Samuel Tucker to the American Commissioners, 1 April 1778
Samuel Tucker9 to the American Commissioners
ALS: American Philosophical Society
Burdeux April 1st. 1778.
Gentlemen
These with my due Respects on my Arrival may serve to inform your Honours, that after a very fatigueing Passage of forty two Days I arrived at this port with Joy, having the pleasure of landing the Honble: John Adams Esqr. safe in the City. By Richard Palmes Esqr. the Capt. of Marines under my Command1 I send you inclosed a Copy of my Instructions and Signals, which Signals may serve to acquaint any other Commander in our Service how to distinguish each other at Sea; if sent while in France by your Honours,2 these I send being the only Ship that has such Signals, they being just sent to the Honble. Navy Board before my Sailing. On Capt. Palmes Arrival at Paris, I beg your Honours would dispatch him with an Answer respecting my further destination, in the Mean Time I shall take upon me to get the Ship as far in Readiness for the Sea as Possible during the Absence of Capt. Palmes. I should inform your Honours more perticular relative to the Ship if the Honble: Mr. Adams was not going for Paris, who will acquaint you with the situation of the Ship &c. On my Passage out, I took the Ship Marthy from London bound for New York Commanded by Peter McIntosh taken the 10th of March in the Latitude 43.30 No. Longitude 17.40 W. the Ship mounting fourteen Guns, (8 Nine and 6. Six pounders). The Capt. having a Commission, I took upon myself to send Home in her my 3d Lieut. which I hope will be exchussed. Since that I’ve had the Misfortune to loose my 1st Lieut. Wm. Barron by the Busting of a Gun.3 At present I have but one Lieutenant on Board. If your Honnours Know of any Persons sufficient to Act in their Stations, beg you would Recommend them, or if your Honours think fit to let me Appoint them from the Officers on Board, pray inform me by the Barer. I remain Gentlemen with due Respect Your Obedient Humble Servant
Saml Tucker
To the Honble: American Commissioners at Paris
Addressed: To / The Honble: American Commissioners / att / Paris
Notation by John Adams: Captn. Tuckers Letter to Commissioners. Ap. 1. 78
9. A native of Marblehead, who at the age of eleven had gone to sea in the British navy during the previous war. Washington first appointed him to an American command in January, 1776; he was commissioned captain in the Continental navy in March, 1777, and assigned to the Boston the following November. William J. Morgan, Captains to the Northward: the New England Captains in the Continental Navy (Barre, Mass., 1959), pp. 129–30.
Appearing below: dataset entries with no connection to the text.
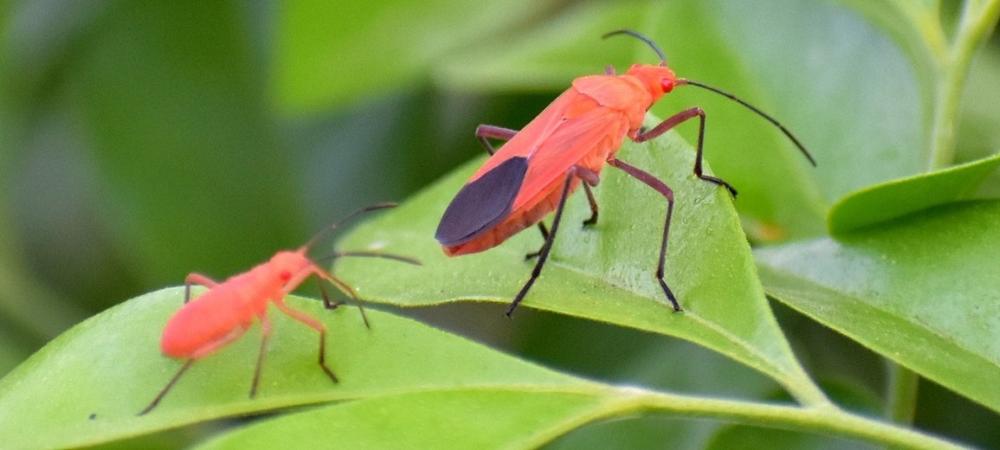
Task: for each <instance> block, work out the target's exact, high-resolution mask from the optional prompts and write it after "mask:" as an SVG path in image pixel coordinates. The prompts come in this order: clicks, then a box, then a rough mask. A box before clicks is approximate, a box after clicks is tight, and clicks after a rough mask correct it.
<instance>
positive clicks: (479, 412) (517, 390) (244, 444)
mask: <svg viewBox="0 0 1000 450" xmlns="http://www.w3.org/2000/svg"><path fill="white" fill-rule="evenodd" d="M608 400H609V399H608V398H603V397H601V396H596V395H584V394H574V393H552V392H534V391H532V390H528V389H522V390H514V389H512V390H476V391H473V390H456V391H443V392H420V393H413V394H408V395H399V396H390V397H383V398H374V399H368V400H359V401H356V402H352V403H349V404H344V405H337V406H334V407H327V408H322V409H319V410H314V411H309V412H305V413H301V414H290V415H287V416H285V417H282V418H279V419H276V420H269V421H265V422H261V423H259V424H256V425H251V426H248V427H245V428H242V429H240V430H238V431H236V432H232V433H228V434H225V435H223V436H222V437H220V438H219V439H216V440H213V441H209V442H208V443H206V444H205V445H203V446H201V447H199V448H201V449H222V448H280V447H282V446H283V445H285V444H287V442H288V437H289V436H295V445H296V446H298V447H300V448H323V447H329V446H331V445H333V446H337V447H343V448H399V449H402V448H413V449H418V448H470V449H471V448H535V447H537V446H538V445H540V444H543V443H545V442H548V441H549V440H551V439H552V438H553V437H555V436H557V435H558V434H561V432H564V430H565V428H567V427H569V428H573V427H576V426H579V425H582V424H583V423H586V422H587V421H589V420H592V419H593V418H592V417H591V415H592V414H593V413H594V412H595V411H599V410H601V409H602V408H601V406H602V403H604V402H606V401H608ZM317 430H323V431H322V432H321V433H318V432H317Z"/></svg>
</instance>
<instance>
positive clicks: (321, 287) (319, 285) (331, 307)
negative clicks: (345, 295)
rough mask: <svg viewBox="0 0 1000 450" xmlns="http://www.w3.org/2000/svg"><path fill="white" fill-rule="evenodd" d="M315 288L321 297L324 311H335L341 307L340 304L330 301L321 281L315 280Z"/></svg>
mask: <svg viewBox="0 0 1000 450" xmlns="http://www.w3.org/2000/svg"><path fill="white" fill-rule="evenodd" d="M316 287H318V288H319V293H320V295H321V296H322V297H323V307H324V308H326V309H337V307H338V306H340V305H341V302H335V301H333V300H330V295H329V294H327V293H326V288H325V287H323V281H321V280H320V279H319V278H317V279H316Z"/></svg>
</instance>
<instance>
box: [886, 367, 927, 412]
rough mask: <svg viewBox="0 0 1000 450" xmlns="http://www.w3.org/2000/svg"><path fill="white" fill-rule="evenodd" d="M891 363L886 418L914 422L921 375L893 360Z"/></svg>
mask: <svg viewBox="0 0 1000 450" xmlns="http://www.w3.org/2000/svg"><path fill="white" fill-rule="evenodd" d="M888 364H889V385H888V389H887V398H886V405H885V418H886V419H888V420H891V421H893V422H897V423H903V424H909V423H912V422H913V414H914V412H915V411H916V409H917V387H918V385H919V384H920V376H919V375H917V374H916V373H915V372H913V371H912V370H910V369H907V368H905V367H903V366H900V365H899V364H897V363H894V362H892V361H889V362H888Z"/></svg>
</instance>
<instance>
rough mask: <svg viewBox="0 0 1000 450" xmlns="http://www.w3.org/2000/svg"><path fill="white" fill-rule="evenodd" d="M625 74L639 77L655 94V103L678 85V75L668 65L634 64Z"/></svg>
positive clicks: (649, 92) (640, 79) (642, 83)
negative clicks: (654, 65) (677, 79)
mask: <svg viewBox="0 0 1000 450" xmlns="http://www.w3.org/2000/svg"><path fill="white" fill-rule="evenodd" d="M625 74H626V75H631V76H633V77H636V78H638V79H639V81H641V82H642V85H643V86H645V87H646V90H647V91H649V95H652V96H653V102H654V103H655V102H656V101H657V100H659V99H660V97H662V96H663V94H667V93H669V92H670V91H672V90H674V87H675V86H677V76H676V75H674V71H673V70H670V68H669V67H667V66H654V65H651V64H633V65H632V67H629V69H628V71H627V72H625Z"/></svg>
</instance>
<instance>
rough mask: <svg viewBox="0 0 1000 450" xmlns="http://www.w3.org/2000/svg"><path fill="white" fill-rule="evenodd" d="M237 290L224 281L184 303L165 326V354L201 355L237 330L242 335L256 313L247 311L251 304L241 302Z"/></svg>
mask: <svg viewBox="0 0 1000 450" xmlns="http://www.w3.org/2000/svg"><path fill="white" fill-rule="evenodd" d="M238 291H239V289H233V288H232V287H230V286H227V285H225V284H223V285H220V286H218V287H216V288H214V289H212V290H210V291H208V292H206V293H205V294H204V295H202V296H200V297H198V298H196V299H194V300H191V301H190V302H188V303H187V304H185V305H184V307H183V308H181V309H180V311H177V313H176V314H174V316H173V317H171V318H170V320H169V321H167V326H166V327H164V329H163V338H162V339H161V341H160V349H161V350H162V351H163V354H165V355H167V356H170V357H173V358H187V359H191V358H201V357H204V356H207V355H208V354H209V353H211V351H212V350H214V349H215V347H217V344H218V343H219V342H221V341H224V340H226V339H229V338H232V337H233V335H234V333H240V334H242V332H243V331H244V330H245V329H246V328H247V327H249V326H250V325H251V323H252V322H253V319H254V317H256V315H255V314H247V313H246V307H247V306H249V305H248V304H247V303H246V302H243V301H240V300H241V299H240V298H239V297H238V295H239V294H238ZM265 305H266V303H265ZM241 306H242V307H241Z"/></svg>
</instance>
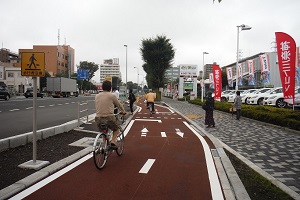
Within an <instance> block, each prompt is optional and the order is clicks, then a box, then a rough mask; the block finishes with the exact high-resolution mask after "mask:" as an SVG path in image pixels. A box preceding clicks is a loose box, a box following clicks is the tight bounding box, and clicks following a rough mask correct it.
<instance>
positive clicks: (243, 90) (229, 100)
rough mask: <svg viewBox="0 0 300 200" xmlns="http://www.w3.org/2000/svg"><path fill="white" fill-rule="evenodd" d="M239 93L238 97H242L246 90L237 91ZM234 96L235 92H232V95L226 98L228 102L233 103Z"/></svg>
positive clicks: (240, 90) (246, 90)
mask: <svg viewBox="0 0 300 200" xmlns="http://www.w3.org/2000/svg"><path fill="white" fill-rule="evenodd" d="M239 91H240V96H242V95H243V94H244V93H247V90H239ZM235 96H236V92H234V93H233V94H230V95H229V96H228V102H234V98H235Z"/></svg>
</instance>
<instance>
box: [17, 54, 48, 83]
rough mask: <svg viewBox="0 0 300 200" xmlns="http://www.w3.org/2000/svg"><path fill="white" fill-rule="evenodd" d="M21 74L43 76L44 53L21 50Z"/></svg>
mask: <svg viewBox="0 0 300 200" xmlns="http://www.w3.org/2000/svg"><path fill="white" fill-rule="evenodd" d="M21 75H22V76H33V77H44V76H45V53H43V52H22V53H21Z"/></svg>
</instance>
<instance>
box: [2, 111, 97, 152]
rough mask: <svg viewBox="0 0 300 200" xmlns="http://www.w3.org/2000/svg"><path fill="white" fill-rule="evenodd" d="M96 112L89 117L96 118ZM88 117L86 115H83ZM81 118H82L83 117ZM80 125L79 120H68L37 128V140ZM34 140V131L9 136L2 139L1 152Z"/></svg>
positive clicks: (81, 121)
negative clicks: (57, 123) (78, 125)
mask: <svg viewBox="0 0 300 200" xmlns="http://www.w3.org/2000/svg"><path fill="white" fill-rule="evenodd" d="M95 115H96V114H91V115H89V116H88V119H94V118H95ZM82 118H86V117H82ZM82 118H81V119H82ZM83 123H86V120H79V125H81V124H83ZM77 126H78V120H72V121H70V122H66V123H64V124H61V125H57V126H53V127H50V128H45V129H41V130H37V132H36V137H37V140H42V139H46V138H48V137H51V136H53V135H57V134H60V133H64V132H68V131H70V130H72V129H74V128H75V127H77ZM32 140H33V132H28V133H24V134H21V135H16V136H12V137H8V138H4V139H1V140H0V152H1V151H4V150H7V149H10V148H15V147H18V146H21V145H25V144H28V143H31V142H32Z"/></svg>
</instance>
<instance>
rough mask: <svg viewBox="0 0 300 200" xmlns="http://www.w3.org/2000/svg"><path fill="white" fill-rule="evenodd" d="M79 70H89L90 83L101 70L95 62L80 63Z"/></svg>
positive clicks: (80, 62)
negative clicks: (98, 70) (91, 80)
mask: <svg viewBox="0 0 300 200" xmlns="http://www.w3.org/2000/svg"><path fill="white" fill-rule="evenodd" d="M77 69H86V70H89V76H88V81H90V80H91V79H92V78H93V77H94V76H95V73H96V71H97V70H98V69H99V65H98V64H96V63H94V62H88V61H80V63H79V66H77Z"/></svg>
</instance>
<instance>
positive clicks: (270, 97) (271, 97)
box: [263, 87, 287, 108]
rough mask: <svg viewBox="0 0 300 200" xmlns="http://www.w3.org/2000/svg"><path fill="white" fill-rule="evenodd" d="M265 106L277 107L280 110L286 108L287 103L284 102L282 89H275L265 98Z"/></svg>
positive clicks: (266, 96) (264, 100)
mask: <svg viewBox="0 0 300 200" xmlns="http://www.w3.org/2000/svg"><path fill="white" fill-rule="evenodd" d="M263 104H264V105H268V106H276V107H279V108H284V107H286V106H287V103H286V102H284V98H283V90H282V87H278V88H275V89H274V90H272V91H271V92H270V93H269V95H268V96H265V98H264V101H263Z"/></svg>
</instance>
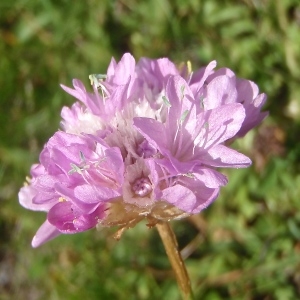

1. Richard Palmes had held the same position on the Boston under Hector McNeill, who had arrested and imprisoned him for insubordination; the naval authorities had released him: ibid., pp. 93–6.
2. Tucker had brought with him new identification signals, which he was leaving for others to use.
3. The Martha was a British privateer with a valuable cargo; she was captured without an engagement. Barron’s accident was several days later, when he fired a warning gun; he had his leg amputated, while Tucker and John Adams held him, and died in less than a fortnight. Butterfield, John Adams Diary, II, 285–6, 288; IV, 24–6.